The flack Macklemore has been receiving from the media as of late is confusing. Ever since the independent Seattle rapper hit the mainstream, all of his actions have been scrutinized; as a result, there have been countless articles condemning this artist as a privileged, insincere charlatan who uses progressive topics to sell records. Instead of focusing on the negative, critics should applaud or at least acknowledge this artist for attempting to bring positive change.
It is evident that Macklemore has skill. His flow and deployment of his impressive lexicon in his rap skeletons are inspiring. If one listens to “Welcome to the Culture” on his “Open Your Eyes” EP, it is apparent that his proficiency in spitting was advanced, even at age 17 when he recorded the track.

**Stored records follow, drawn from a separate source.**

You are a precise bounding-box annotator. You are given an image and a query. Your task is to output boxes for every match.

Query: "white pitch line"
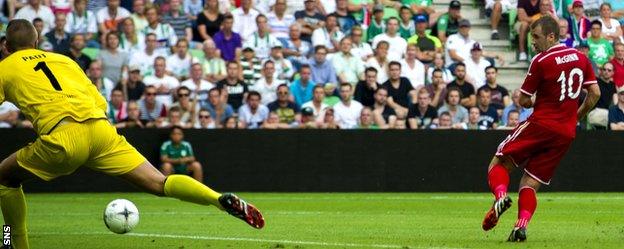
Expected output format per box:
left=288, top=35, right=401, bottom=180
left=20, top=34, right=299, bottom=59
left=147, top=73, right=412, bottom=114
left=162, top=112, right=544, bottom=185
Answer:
left=33, top=232, right=466, bottom=249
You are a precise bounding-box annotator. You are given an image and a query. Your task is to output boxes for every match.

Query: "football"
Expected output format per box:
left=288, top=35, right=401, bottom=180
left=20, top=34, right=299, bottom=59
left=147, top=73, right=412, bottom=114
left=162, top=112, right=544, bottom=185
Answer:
left=103, top=199, right=140, bottom=234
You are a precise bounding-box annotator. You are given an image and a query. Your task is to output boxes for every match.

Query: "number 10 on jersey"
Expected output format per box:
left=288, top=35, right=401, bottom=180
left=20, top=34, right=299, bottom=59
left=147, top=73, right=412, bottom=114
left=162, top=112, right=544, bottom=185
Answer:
left=557, top=68, right=583, bottom=101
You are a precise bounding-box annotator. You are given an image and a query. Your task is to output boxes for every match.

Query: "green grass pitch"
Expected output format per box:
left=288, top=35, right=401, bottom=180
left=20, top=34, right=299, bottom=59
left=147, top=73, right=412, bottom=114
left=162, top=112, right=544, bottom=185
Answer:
left=2, top=193, right=622, bottom=248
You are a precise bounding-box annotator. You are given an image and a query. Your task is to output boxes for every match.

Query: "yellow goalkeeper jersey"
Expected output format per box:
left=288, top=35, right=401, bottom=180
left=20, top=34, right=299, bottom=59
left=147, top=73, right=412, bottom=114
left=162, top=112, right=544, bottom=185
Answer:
left=0, top=49, right=107, bottom=135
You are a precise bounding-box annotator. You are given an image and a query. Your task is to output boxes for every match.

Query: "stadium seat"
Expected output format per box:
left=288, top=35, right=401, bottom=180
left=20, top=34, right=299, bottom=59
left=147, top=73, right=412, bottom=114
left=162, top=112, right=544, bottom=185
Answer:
left=81, top=48, right=100, bottom=60
left=189, top=49, right=205, bottom=61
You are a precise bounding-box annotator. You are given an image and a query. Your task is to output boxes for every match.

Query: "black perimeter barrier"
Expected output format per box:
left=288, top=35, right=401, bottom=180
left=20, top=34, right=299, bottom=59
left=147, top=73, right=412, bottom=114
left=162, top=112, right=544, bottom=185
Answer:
left=0, top=129, right=622, bottom=192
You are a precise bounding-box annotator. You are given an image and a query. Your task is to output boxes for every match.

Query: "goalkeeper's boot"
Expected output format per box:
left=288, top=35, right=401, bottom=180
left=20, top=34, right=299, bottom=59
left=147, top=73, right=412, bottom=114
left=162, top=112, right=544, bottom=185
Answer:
left=219, top=193, right=265, bottom=229
left=482, top=195, right=512, bottom=231
left=507, top=227, right=527, bottom=242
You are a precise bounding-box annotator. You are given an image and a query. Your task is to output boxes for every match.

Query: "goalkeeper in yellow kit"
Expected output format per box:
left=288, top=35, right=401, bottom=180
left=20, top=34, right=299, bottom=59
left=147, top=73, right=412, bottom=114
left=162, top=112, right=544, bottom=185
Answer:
left=0, top=20, right=264, bottom=249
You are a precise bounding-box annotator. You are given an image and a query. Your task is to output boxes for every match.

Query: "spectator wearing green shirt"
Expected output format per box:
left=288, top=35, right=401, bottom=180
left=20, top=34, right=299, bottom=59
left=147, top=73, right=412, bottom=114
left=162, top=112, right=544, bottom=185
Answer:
left=367, top=5, right=386, bottom=42
left=588, top=20, right=615, bottom=67
left=433, top=0, right=462, bottom=43
left=399, top=6, right=415, bottom=39
left=161, top=126, right=203, bottom=182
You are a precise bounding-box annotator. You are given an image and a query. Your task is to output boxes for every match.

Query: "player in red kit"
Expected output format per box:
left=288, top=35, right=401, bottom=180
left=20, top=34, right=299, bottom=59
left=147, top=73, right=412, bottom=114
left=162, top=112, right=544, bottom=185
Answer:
left=481, top=16, right=601, bottom=242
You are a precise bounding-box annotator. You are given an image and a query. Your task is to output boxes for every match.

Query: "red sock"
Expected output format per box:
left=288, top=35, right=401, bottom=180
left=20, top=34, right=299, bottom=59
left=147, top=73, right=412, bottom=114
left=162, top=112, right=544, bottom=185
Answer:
left=515, top=187, right=537, bottom=228
left=487, top=164, right=509, bottom=199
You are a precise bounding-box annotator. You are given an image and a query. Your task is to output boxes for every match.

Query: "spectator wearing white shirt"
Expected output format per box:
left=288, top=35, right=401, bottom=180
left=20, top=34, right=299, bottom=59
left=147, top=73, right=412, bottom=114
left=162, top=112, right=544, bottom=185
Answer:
left=311, top=14, right=344, bottom=53
left=0, top=102, right=20, bottom=128
left=166, top=39, right=193, bottom=79
left=333, top=83, right=364, bottom=129
left=87, top=60, right=115, bottom=102
left=318, top=0, right=336, bottom=15
left=243, top=14, right=279, bottom=60
left=130, top=0, right=148, bottom=31
left=400, top=43, right=426, bottom=90
left=265, top=42, right=295, bottom=81
left=129, top=33, right=167, bottom=77
left=119, top=17, right=145, bottom=53
left=267, top=0, right=296, bottom=43
left=349, top=26, right=374, bottom=61
left=252, top=60, right=284, bottom=105
left=96, top=0, right=131, bottom=40
left=64, top=0, right=97, bottom=44
left=444, top=19, right=475, bottom=67
left=333, top=37, right=365, bottom=85
left=142, top=6, right=177, bottom=55
left=366, top=41, right=390, bottom=84
left=302, top=85, right=329, bottom=124
left=232, top=0, right=260, bottom=43
left=463, top=42, right=492, bottom=88
left=143, top=56, right=181, bottom=107
left=14, top=0, right=55, bottom=34
left=238, top=91, right=270, bottom=129
left=372, top=17, right=408, bottom=62
left=181, top=63, right=215, bottom=105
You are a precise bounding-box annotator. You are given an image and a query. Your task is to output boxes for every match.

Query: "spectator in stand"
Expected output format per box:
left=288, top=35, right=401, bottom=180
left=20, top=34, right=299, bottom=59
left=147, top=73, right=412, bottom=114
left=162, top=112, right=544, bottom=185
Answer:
left=609, top=86, right=624, bottom=130
left=252, top=60, right=284, bottom=105
left=170, top=86, right=200, bottom=125
left=334, top=37, right=365, bottom=85
left=196, top=0, right=223, bottom=41
left=372, top=17, right=407, bottom=62
left=398, top=6, right=415, bottom=40
left=424, top=69, right=448, bottom=109
left=184, top=0, right=203, bottom=22
left=222, top=115, right=244, bottom=129
left=284, top=23, right=312, bottom=71
left=107, top=89, right=128, bottom=124
left=444, top=19, right=475, bottom=67
left=408, top=89, right=438, bottom=129
left=478, top=66, right=510, bottom=111
left=447, top=62, right=476, bottom=108
left=119, top=18, right=145, bottom=53
left=213, top=14, right=242, bottom=62
left=357, top=107, right=379, bottom=129
left=87, top=0, right=107, bottom=13
left=64, top=0, right=97, bottom=46
left=438, top=87, right=468, bottom=125
left=516, top=0, right=540, bottom=61
left=0, top=0, right=14, bottom=24
left=309, top=45, right=338, bottom=85
left=143, top=56, right=180, bottom=107
left=240, top=46, right=263, bottom=85
left=497, top=109, right=520, bottom=130
left=576, top=40, right=598, bottom=74
left=383, top=61, right=415, bottom=118
left=434, top=111, right=454, bottom=129
left=217, top=61, right=249, bottom=110
left=588, top=20, right=614, bottom=67
left=64, top=34, right=91, bottom=72
left=268, top=0, right=296, bottom=44
left=320, top=107, right=340, bottom=129
left=115, top=65, right=146, bottom=102
left=87, top=60, right=115, bottom=101
left=567, top=0, right=591, bottom=46
left=367, top=4, right=385, bottom=43
left=33, top=18, right=50, bottom=51
left=333, top=0, right=357, bottom=35
left=193, top=108, right=217, bottom=129
left=115, top=101, right=146, bottom=128
left=559, top=19, right=574, bottom=48
left=400, top=43, right=426, bottom=90
left=598, top=3, right=623, bottom=44
left=366, top=40, right=390, bottom=84
left=302, top=85, right=328, bottom=124
left=267, top=43, right=295, bottom=81
left=462, top=106, right=485, bottom=130
left=408, top=14, right=442, bottom=65
left=294, top=0, right=325, bottom=43
left=475, top=87, right=499, bottom=129
left=333, top=83, right=364, bottom=129
left=203, top=88, right=234, bottom=124
left=97, top=0, right=130, bottom=43
left=238, top=91, right=270, bottom=129
left=312, top=13, right=343, bottom=53
left=181, top=63, right=215, bottom=106
left=130, top=0, right=148, bottom=31
left=138, top=85, right=168, bottom=125
left=486, top=0, right=513, bottom=40
left=611, top=43, right=624, bottom=88
left=434, top=0, right=462, bottom=43
left=296, top=107, right=318, bottom=128
left=464, top=43, right=492, bottom=89
left=0, top=101, right=20, bottom=128
left=14, top=0, right=55, bottom=34
left=97, top=32, right=129, bottom=85
left=162, top=0, right=193, bottom=43
left=501, top=89, right=533, bottom=126
left=372, top=87, right=397, bottom=129
left=200, top=39, right=227, bottom=82
left=129, top=33, right=166, bottom=77
left=268, top=83, right=301, bottom=126
left=354, top=67, right=380, bottom=107
left=588, top=63, right=617, bottom=129
left=290, top=65, right=316, bottom=107
left=244, top=14, right=279, bottom=60
left=160, top=126, right=203, bottom=182
left=350, top=26, right=374, bottom=61
left=427, top=53, right=454, bottom=84
left=166, top=39, right=193, bottom=79
left=142, top=6, right=177, bottom=54
left=232, top=0, right=259, bottom=43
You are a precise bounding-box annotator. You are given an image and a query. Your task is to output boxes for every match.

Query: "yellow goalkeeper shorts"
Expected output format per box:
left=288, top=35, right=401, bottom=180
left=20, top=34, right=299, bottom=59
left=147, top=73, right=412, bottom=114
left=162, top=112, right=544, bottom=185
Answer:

The rapid-fire succession of his striking vocabulary to critique the music industry is impressive, especially considering his age.
By no means is he the best rapper; he is not in that conversation yet. However, skill-wise and content-wise he is a force to be reckoned with. Those factors added to the fact that he made it big independently calls for recognition and respect.
Spreading the love should be seen as encouraging – when did it become popular to criticize someone going against hate? Acts of kindness, like Macklemore’s music, that serve to balance the negativity in the news should be met with open arms.
In addition to bringing about positive change, Macklemore is representing the genre in the mainstream well. While hip-hop culture is teeming with skilled lyricists and masters of flow, mainstream rap is not always pretty. The genre, in the public eye, has garnered the reputation of being misogynistic, materialistic and shallow. The success of songs like Lil Wayne’s “Love Me,” with lyrics like, “And all she eat is d**k, she’s on that straight diet,” give support to these assumptions.
“Love Me” makes Macklemore’s pop hits sound like artistic masterpieces. Having an independent rapper break through to the public with uplifting songs is a refreshing break from the monotonous sounds that dominated the airwaves–to say the least.
More so than other genres of music, rap has always had a big storytelling element to it, as rappers are prone to recount the hardships that they experienced. The retellings serve as an assurance that it can get better in the future. For instance, Macklemore’s public announcements and songs concerning his alcohol and Oxycontin abuse paint a grim picture of addiction and inspires hope in recovery.
This independent rapper is one of the many artists that had a profound effect on the perseverance of many. Before we pass harsh judgment, let’s all ask ourselves: Do we really need to be contrarians condemning this rapper with such seemingly good intentions?